Clausule 3 – Hoe u de definitie van “aanvullende isolatie” begrijpt
Een isolatie die buiten de basisisolatie ligt en onafhankelijk is van de basisisolatie, en doorgaans toegankelijk is voor de gebruiker. Aanvullende isolatie is, zoals de naam al aangeeft, aanvullend en verwijst naar isolatie die aan de basisisolatie wordt toegevoegd. Het gaat hier om een basisprincipe van deze norm, namelijk het principe van dubbele bescherming. Voor elk gevaar moeten er minimaal twee lagen of twee sets beschermingsmaatregelen zijn. Mocht één van de beschermingsmaatregelen falen, dan kan het toestel alsnog worden beschermd door een andere beschermingslaag. De eis voor extra isolatie hierbij is dat er rekening wordt gehouden met de isolatie die een beschermende rol kan spelen als de basisisolatie faalt. De bescherming hier is alleen bedoeld voor de bescherming van delen onder spanning. In andere eisen van deze norm zullen eisen worden gesteld aan dubbele beschermingsmaatregelen voor niet onder spanning staande delen.

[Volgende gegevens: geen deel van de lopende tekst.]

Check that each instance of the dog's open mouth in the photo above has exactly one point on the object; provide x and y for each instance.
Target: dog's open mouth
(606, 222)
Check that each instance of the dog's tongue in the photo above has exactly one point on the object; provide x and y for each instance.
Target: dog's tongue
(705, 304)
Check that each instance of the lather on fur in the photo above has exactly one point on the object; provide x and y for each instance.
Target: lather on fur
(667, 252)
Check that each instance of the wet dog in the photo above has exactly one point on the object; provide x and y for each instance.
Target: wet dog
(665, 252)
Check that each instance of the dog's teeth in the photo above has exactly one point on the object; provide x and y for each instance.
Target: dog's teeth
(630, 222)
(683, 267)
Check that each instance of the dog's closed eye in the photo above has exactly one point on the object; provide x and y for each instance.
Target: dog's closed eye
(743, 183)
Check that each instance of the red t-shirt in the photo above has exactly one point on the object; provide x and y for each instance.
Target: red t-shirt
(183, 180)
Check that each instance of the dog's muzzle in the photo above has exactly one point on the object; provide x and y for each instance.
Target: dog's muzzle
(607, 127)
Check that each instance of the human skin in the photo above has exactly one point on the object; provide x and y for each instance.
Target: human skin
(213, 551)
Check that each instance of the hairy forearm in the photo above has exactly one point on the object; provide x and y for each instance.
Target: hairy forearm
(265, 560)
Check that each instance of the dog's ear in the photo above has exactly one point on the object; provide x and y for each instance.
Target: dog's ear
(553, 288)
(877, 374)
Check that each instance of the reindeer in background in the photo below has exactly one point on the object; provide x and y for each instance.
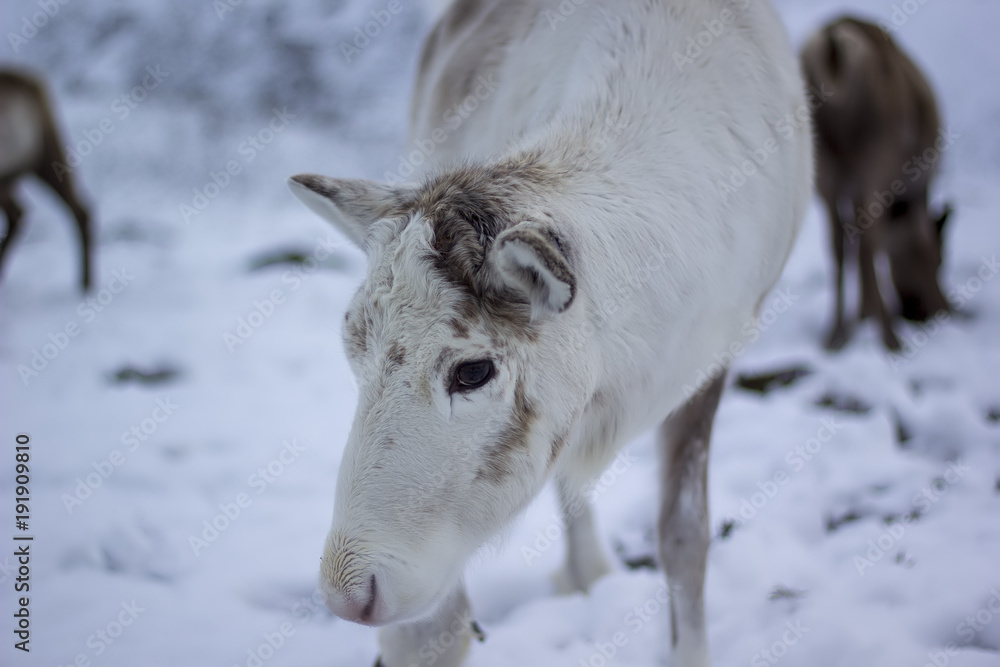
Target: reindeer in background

Zoals weergegeven in de onderstaande afbeelding, vanaf het buitenoppervlak van de basisisolatie (hier kan dit worden opgevat als het buitenoppervlak van de draadmantel van de interne draad, of het plastic materiaaloppervlak van de schakelaar) naar de plaats die kan worden aangeraakt door de gebruiker (de onderkant of de zijschaal van het apparaat), op basis van de voorbeeldfoto kunnen de onderkant en de zijschaal van het apparaat worden beoordeeld als aanvullende isolatie. Dienovereenkomstig kan de kruipafstand van de interne stroomdraadmantel langs het binnenoppervlak van de zijschaal naar de plaats die kan worden aangeraakt door de externe gebruiker worden gedefinieerd als de aanvullende isolatie, en vervolgens de kortste afstand in rechte lijn vanaf de interne basisisolatie door de lucht naar de plaats die door de externe gebruiker kan worden aangeraakt, kan worden gedefinieerd als de aanvullende isolatieafstand. De speling heeft hier doorgaans betrekking op de opening tussen de onderschaal en de zijschaal.